Rapidement, elle cessa son jeu morbide. Il n'y avait que les enfants pour rêver à quelque chose qui n'existait pas.
Elle, elle ne pouvait plus. C'était presque une adulte. Et les adultes avaient toujours des choses ''plus intéressantes'' à faire.
Mais Minah n'avait rien de mieux pour s'occuper. Et à vrai dire, elle n'arrivait plus à s'intéresser à rien.
Ni aux pitreries en taverne, ni aux gens qui l'entouraient, ni même à une bonne chope de bière ce qui était le plus inquiétant.
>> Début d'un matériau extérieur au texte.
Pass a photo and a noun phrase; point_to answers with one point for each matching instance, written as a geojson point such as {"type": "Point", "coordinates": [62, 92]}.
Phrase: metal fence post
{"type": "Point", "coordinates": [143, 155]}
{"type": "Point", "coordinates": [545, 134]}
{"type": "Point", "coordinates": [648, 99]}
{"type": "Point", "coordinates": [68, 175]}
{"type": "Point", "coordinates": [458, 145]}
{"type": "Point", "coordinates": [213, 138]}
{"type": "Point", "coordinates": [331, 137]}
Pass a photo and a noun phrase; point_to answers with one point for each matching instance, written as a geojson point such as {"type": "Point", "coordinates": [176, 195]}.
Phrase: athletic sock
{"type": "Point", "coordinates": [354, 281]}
On le lui avait déjà reproché, qu'elle avait changé. Qu'elle ne savait plus rire. En fait, elle n'allait pas bien.
Comment pouvait-elle aller bien ?
Elle avait vu le monstre des Miracles, son bras dans la fange, les morts à Vendôme, le rat dans le cimetière.
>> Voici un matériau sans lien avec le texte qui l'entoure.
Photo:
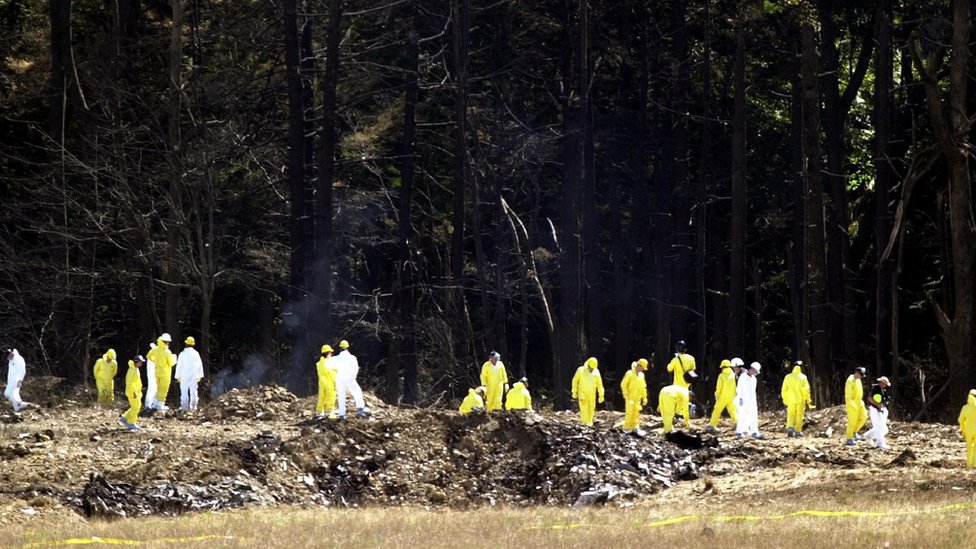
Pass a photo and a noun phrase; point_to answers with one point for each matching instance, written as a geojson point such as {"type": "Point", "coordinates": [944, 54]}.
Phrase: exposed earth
{"type": "Point", "coordinates": [66, 458]}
Et elle avait commencé à comprendre qu'il y avait quelque chose de pourri dans ce monde. Cette constatation la déprimait terriblement.
Elle aurait aimé qu'il y ait quelque chose autour d'elle qui ne s'écroule pas.
Son pied heurta quelque chose.
C'était petit et ça ne bougeait plus. Minah baissa les yeux. Un pigeon mort.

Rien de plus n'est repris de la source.